魔王・・・なんて高スペックなヤツなんだ。恐るべし。



◇◇◇

<<日本、深夜>>


日本のとある海上で、1席のタグボートが、幅15m、長さ80mのポンツーンを曳航していた。


何の変哲も無いポンツーンだが、その上には、バイクのような機体と、10名くらいの人間が乗っていた。


「さて、もうそろそろいいんじゃないか? ここは夜焚きの漁師もいない」と、三角重工造船部のエンジニアが言った。


「いよいよですね。我々はこのまま乗っていても?」と、俺が返す。


「はい。それでもいいと思いますし、艦載機で飛ばれていてもいいと思います。あまり高く飛びすぎなければばれないでしょう」と言った。


さて、どうしよう。


この2隻建造中の浮遊空母は、今1函に反重力発生装置を取り付けたところだ。

今日は試験飛行を行うということで、夜の海に出陣したのだ。


今日は風も無くべた凪で、良い船出日和だ。


今日は、輜重隊3名と、新怪人2名、それから糸目とツツを連れてきている。


マルチロールも2機ほど持ち込んでいる。ちゃんと投光器も取り付けて。


「よし、うちらも飛ぶか。空から見学しよう」


「了解っす。出発しましょう」と、峠さんが言った。


・・・


輜重隊と怪人隊でマルチロールに乗り込み、ポンツーンから垂直離陸する。

俺はというと、単独で飛んでいる。


ツツは新怪人の素子とレイを乗せたマルチロールの操縦席に座っている。彼女達はまだ見習いだからな。

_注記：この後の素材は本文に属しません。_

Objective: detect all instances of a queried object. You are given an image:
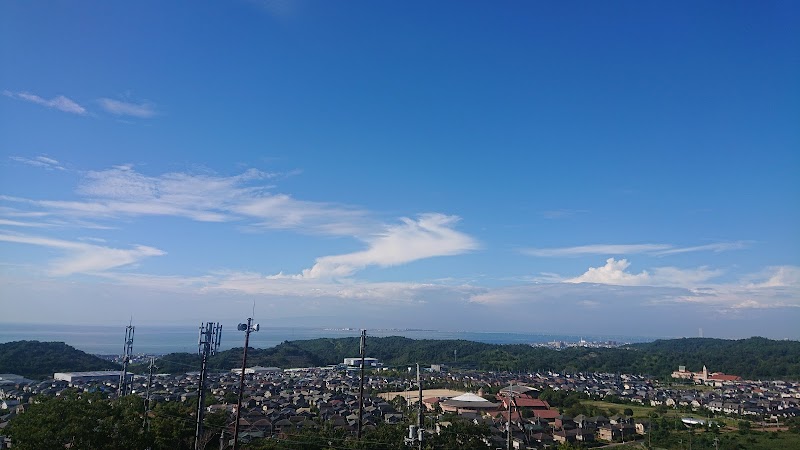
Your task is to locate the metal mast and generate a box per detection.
[144,356,158,430]
[117,324,134,397]
[506,381,514,450]
[358,330,367,440]
[194,322,222,450]
[417,363,425,450]
[233,317,259,450]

糸目は浮遊空母『一函いっかん』に残して来た。連絡要員だ。


タグボートと繋がった曳航ロープが外される。


いよいよか。


海を揺蕩うコンクリート製の白い箱が、上空20m程にいるマルチロール2機からの投光器に照らされる。


飛行甲板部分に突っ立っている糸目がやけに目立つ。


この浮遊空母『一函』には、ほぼフラットな平面に操縦桿しか付いていない。隅の方に高さ1.2mくらいの台座が突き出ている感じだ。厳密には、側面に防舷材と呼ばれる、衝突時の緩衝部材が付いている。それから、箱の中には実は色んなセンサーや反重力発電機やら、居住スペースやらが内蔵されている。


今、三角のエンジニア達が、あの箱の中に入って反重力発生装置の最後の調整を行っているはずだ。


今回、『一函』に取り付けた反重力発生装置は10基。もう一つの『二函』は16基付ける予定にしている。


今回は試験機でもある。色んなデータを取りたいのだそうだ。


しばらく待つと、『ピッ、浮遊開始するそうです』と、無線機が鳴った。


糸目からの連絡だ。


ゆっくりと、白い箱が海中から浮き出てくる。


そして、海水面から飛び出し、完全に浮遊した状態になる。


浮遊成功か。後は運動性能だな。


『ピッ、旋回から試すって』と、糸目が連絡を入れてくれる。


瞬間、白い箱が、ゆっくりと右旋回を開始する。

ちゃんと作動している。


よしよし、順調そうだ。五稜郭の港湾整備前に、浮遊空母が完成しつつある。築城も急がねば。


彼らを急がせたのに、受け入れを遅らせるわけにもいかない。最悪地面に置いておけばいいのだけど。


そう考えていると、『一函』が右に左に上下にと動き出した。

ふむ。安定している。アレなら、艦載機の離発着も問題ないだろう。


第2世界初の浮遊空母の開発は順調だ。

これで、俺の野望にまた一歩近づいた。